On generalizing vector intrinsics

Thu Nov 16 18:04:19 UTC 2017

> Ok. Of the other options 2) seems more appealing, but 1) is more natural to the coder. Perhaps lets wait and see how this sits when considering the other operations.

FTR there's no difference for C2 between all 3 options.

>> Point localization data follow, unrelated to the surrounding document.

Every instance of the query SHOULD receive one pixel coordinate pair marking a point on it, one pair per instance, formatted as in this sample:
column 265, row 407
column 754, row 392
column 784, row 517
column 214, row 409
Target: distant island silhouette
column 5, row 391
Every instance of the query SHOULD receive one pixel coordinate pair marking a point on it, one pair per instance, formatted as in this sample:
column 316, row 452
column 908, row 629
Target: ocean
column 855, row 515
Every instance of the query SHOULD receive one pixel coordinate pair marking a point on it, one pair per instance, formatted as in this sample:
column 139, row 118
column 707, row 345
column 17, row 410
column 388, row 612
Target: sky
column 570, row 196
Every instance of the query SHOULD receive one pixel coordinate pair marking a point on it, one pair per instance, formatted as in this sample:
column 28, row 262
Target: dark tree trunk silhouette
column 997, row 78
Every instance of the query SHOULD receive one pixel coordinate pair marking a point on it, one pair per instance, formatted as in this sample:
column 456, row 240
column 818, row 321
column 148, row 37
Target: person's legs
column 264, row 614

For the 
following toy example, it always produces the same code:

static int workload256(int i) {
   Vector.Species<Integer,Shapes.S256Bit> species = ...
   return species.broadcast(i).sumAll();
}

# replicate8I
vmovd  %ebp,%xmm0
vpshufd $0x0,%xmm0,%xmm0
vinserti128 $0x1,%xmm0,%ymm0,%ymm0

JDK patch w/ broadcast implementation:

http://cr.openjdk.java.net/~vlivanov/panama/vector.generalized_intrinsics.broadcast

(Lots of code duplication. Deliberately kept intrinsic variants separate.)

> It would be a nice stretch goal to ensure that a scalar loop is as fast as the vector encoded loop when no intrinsics are applied or supported (the graceful degradation goal). It may be unrealistic but it still might influence what we do.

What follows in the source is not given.